One of the sisters in Mukkuzhy’s formation class, Sr. Irene Menezes, said they cultivate organic food because most vegetables and fruits available at the markets are “heavily contaminated with poisonous chemicals.”
Pinto said he started the religious congregation to assist the diocese’s pastoral and social apostolates. He said he wants the nuns’ lives to merge with the agrarian community wherever they live, no matter the ministry to which they are assigned.
“Along with the spiritual formation, we have given them scientific training on organic farming,” Pinto said.
In 2005, Pope John Paul II gave the congregation diocesan status. It now awaits pontifical status, said superior general Sr. Prescilla D’Mello. The congregation has more than 125 sisters serving in various parts of India as well as two houses in Austria and one in Italy.
At St. Joseph’s Convent, the congregation’s formation house in Alangar, and its farms, postulants and novices spend time farming and in prayer in preparation for their future mission, especially among villagers, said Sr. Celestine D’Souza, the formation superior.
The formation house sits on 4 acres of land where the congregation cultivates rice paddy, vegetables and crops such as coconuts, pepper, and areca nuts.

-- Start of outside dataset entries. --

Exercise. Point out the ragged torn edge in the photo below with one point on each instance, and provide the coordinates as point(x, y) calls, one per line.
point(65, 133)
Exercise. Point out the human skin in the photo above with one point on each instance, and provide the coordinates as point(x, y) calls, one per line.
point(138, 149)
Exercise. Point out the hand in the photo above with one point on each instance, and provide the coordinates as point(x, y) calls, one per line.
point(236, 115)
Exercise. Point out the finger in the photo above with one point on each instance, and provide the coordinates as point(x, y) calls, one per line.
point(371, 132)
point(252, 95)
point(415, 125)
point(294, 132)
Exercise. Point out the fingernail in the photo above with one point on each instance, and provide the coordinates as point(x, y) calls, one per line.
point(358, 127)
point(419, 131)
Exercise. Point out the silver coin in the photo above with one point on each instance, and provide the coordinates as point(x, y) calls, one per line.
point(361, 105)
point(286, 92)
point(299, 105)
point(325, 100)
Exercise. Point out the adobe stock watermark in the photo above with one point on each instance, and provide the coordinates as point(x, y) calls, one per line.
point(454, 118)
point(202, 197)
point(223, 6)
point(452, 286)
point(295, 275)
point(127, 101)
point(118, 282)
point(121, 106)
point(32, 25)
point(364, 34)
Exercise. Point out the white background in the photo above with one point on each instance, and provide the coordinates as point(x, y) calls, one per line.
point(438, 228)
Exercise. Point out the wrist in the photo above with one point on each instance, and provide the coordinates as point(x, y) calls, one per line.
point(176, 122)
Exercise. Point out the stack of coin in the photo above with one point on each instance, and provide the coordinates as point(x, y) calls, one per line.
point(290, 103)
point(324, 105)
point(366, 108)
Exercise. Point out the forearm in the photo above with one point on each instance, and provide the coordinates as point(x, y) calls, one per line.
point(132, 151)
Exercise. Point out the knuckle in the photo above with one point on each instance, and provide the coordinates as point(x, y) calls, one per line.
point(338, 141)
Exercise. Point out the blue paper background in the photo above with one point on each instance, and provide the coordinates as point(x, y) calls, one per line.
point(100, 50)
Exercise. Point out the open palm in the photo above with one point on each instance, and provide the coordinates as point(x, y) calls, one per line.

“For us, work is part of worship, and we experience fulfillment and God while working in the farms,” D’Souza said, adding that their eco-spirituality helps them become attuned to nature and the environment.

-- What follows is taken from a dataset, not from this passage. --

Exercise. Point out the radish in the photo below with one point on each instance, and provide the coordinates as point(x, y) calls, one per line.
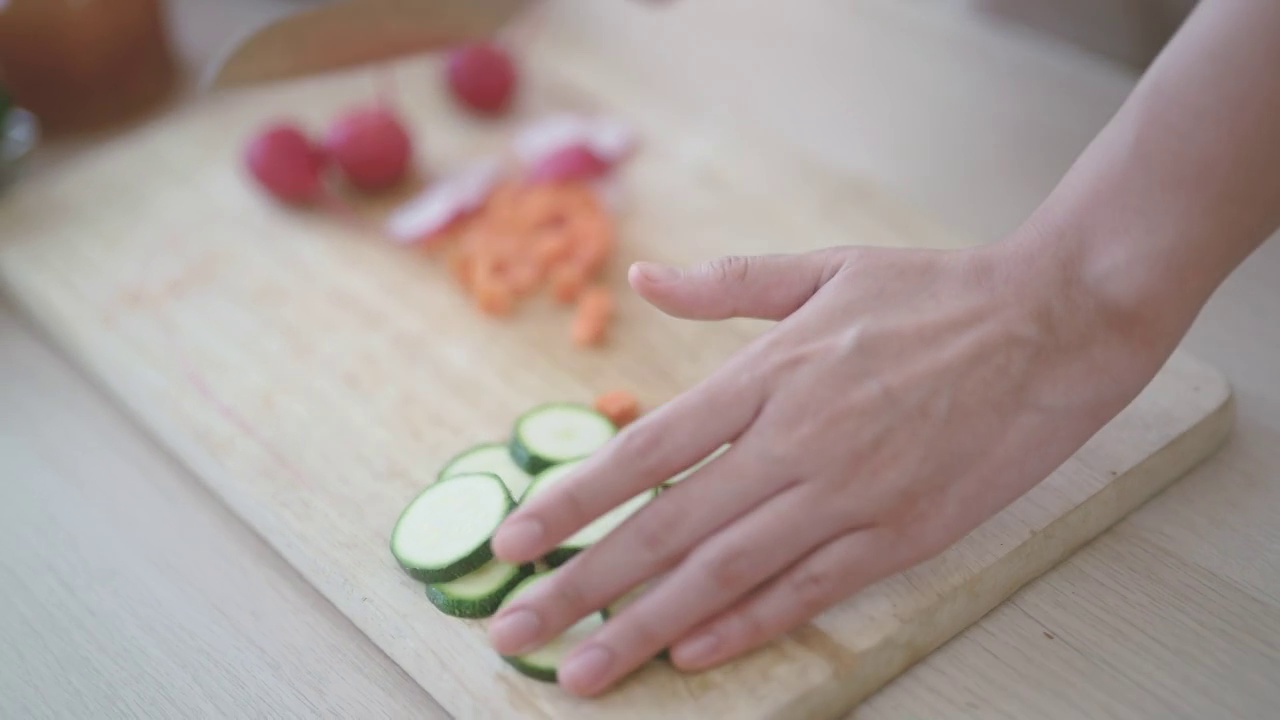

D’Souza lamented how the global COVID-19 pandemic prevented people from coming together to farm and how untimely rains and drought because of unpredictable climate change have affected their work.
The sisters also learn cultivation patterns from other parts of India as new aspirants arrive, mostly from northeastern states, which have different types of soil and physical features.
“We are studying their pattern to train them, so that they can help their farmers once they go back as our members,” she told GSR.
The nuns have won the diocese’s admiration.
The Mount Rosary sisters “are like our own sisters from our own homes,” said Fr. Faustine Lobo, a senior priest of the Mangalore Diocese and the spokesperson of the Catholic Church in Karnataka.
“They are humble and simple sisters who understand the pulse of the agrarian society,” the priest told GSR.
Mukkuzhy said the hot tropical sun does not tire the German students.
“Even if they do, they have the determination and commitment to continue,” she added.
Gastager said being with nature and its soil and plants automatically gives them divine energy. She said she has rediscovered her spirituality after being with the nuns.
“Though born a Catholic, I was not very regular to the church and spiritual services,” she said. “But after working with the sisters in the farms, I have started attending Mass regularly.”
(Thomas Scaria is a senior journalist based in India who has worked in Sri Lanka until recently in an intergovernmental organization. He writes for Matters India, a news portal that focuses on religious and social issues and collaborates with Global Sisters Report. This feature first appeared in globalsistersreport.org on April 13, 2023.)